One sense of the term is that a web spider is any reasonably autonomous program that navigates around the web, poking web URLs, regardless of what it is doing. If you automatically crawl a site and there is not a human sitting there supervising you, you're a web spider.
(By this definition, not all things that automatically fetch web pages are web spiders; the Google Web Accelerator is not, for example, since it does not crawl things autonomously.)
The other sense of the term is that a web spider is an autonomous program that is non-malicious, honest, and well behaved while it crawls the web. A web spider respects robots.txt, for example; in fact, part of the consensus definition of a web spider is that it does so. You could say that the core of this sort of web spider is that they want to be socially acceptable; they want to be legitimate web spiders.
My problem with using web spider in the first sense is that I usually feel that it generally includes too much to be useful, because it includes all sorts of malicious programs, things that have no interest in trying to be socially acceptable (in many cases because their goals are not considered socially acceptable, such as looking for things to spam).
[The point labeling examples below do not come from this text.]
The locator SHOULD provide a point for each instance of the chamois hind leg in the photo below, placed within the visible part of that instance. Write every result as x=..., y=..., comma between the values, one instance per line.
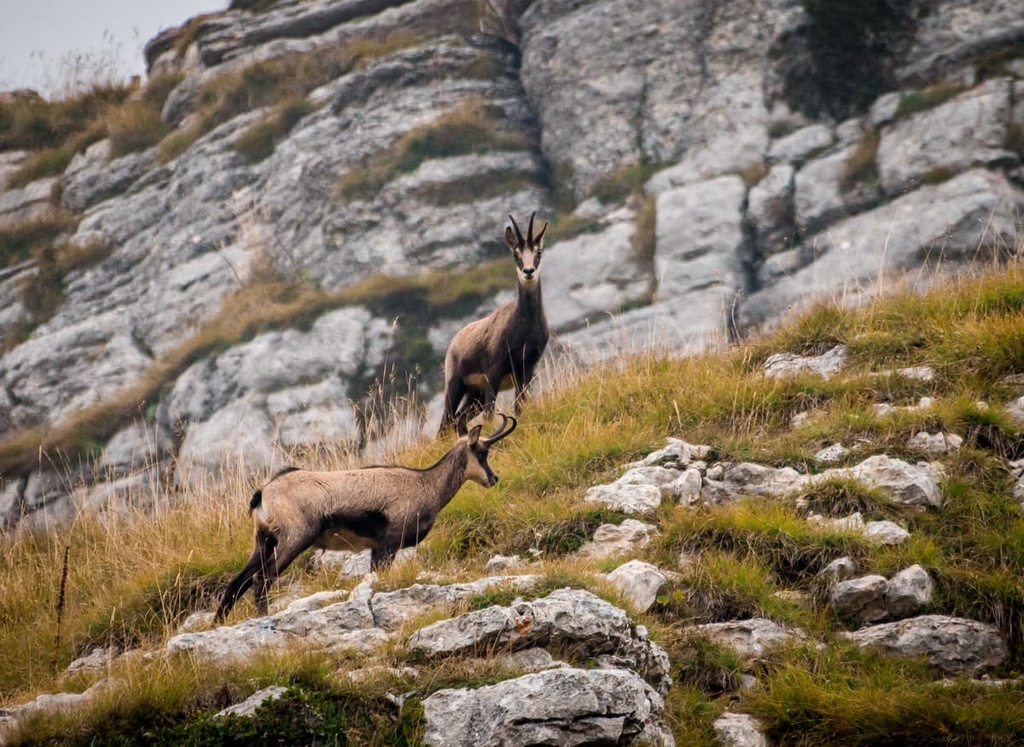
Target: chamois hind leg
x=240, y=585
x=276, y=559
x=455, y=390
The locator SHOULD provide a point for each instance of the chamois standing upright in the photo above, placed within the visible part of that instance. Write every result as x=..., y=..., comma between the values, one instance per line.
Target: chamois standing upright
x=500, y=350
x=381, y=508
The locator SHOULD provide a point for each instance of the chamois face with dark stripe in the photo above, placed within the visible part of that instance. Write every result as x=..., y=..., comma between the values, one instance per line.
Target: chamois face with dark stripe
x=380, y=508
x=501, y=350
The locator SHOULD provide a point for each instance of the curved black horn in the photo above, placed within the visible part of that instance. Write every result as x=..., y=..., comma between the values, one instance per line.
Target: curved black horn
x=518, y=234
x=502, y=430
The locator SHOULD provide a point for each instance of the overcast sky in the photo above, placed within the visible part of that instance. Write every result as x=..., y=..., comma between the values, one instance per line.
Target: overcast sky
x=44, y=42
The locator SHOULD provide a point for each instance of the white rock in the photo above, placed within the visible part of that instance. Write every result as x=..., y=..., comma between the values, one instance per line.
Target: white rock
x=908, y=591
x=832, y=454
x=738, y=730
x=786, y=364
x=639, y=582
x=611, y=539
x=249, y=705
x=935, y=444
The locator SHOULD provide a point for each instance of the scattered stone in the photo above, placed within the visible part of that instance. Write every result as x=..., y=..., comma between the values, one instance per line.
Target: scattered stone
x=629, y=498
x=611, y=539
x=503, y=564
x=676, y=455
x=886, y=533
x=248, y=707
x=915, y=485
x=739, y=730
x=639, y=582
x=935, y=444
x=908, y=592
x=839, y=569
x=562, y=706
x=1015, y=411
x=832, y=454
x=751, y=638
x=786, y=364
x=574, y=617
x=861, y=599
x=953, y=646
As a result, I tend to use 'web spider' in the second sense a fair bit without footnoting it, such as when I talked about my minimum standards for web spiders.
(There is no point in talking about how we want the whole of the first sense to behave, because the first sense includes programs that aren't going to.)
In other words, I mostly consider real web spiders to be programs that fall into the second sense of the term, and then I just drop the 'real' qualifier a lot.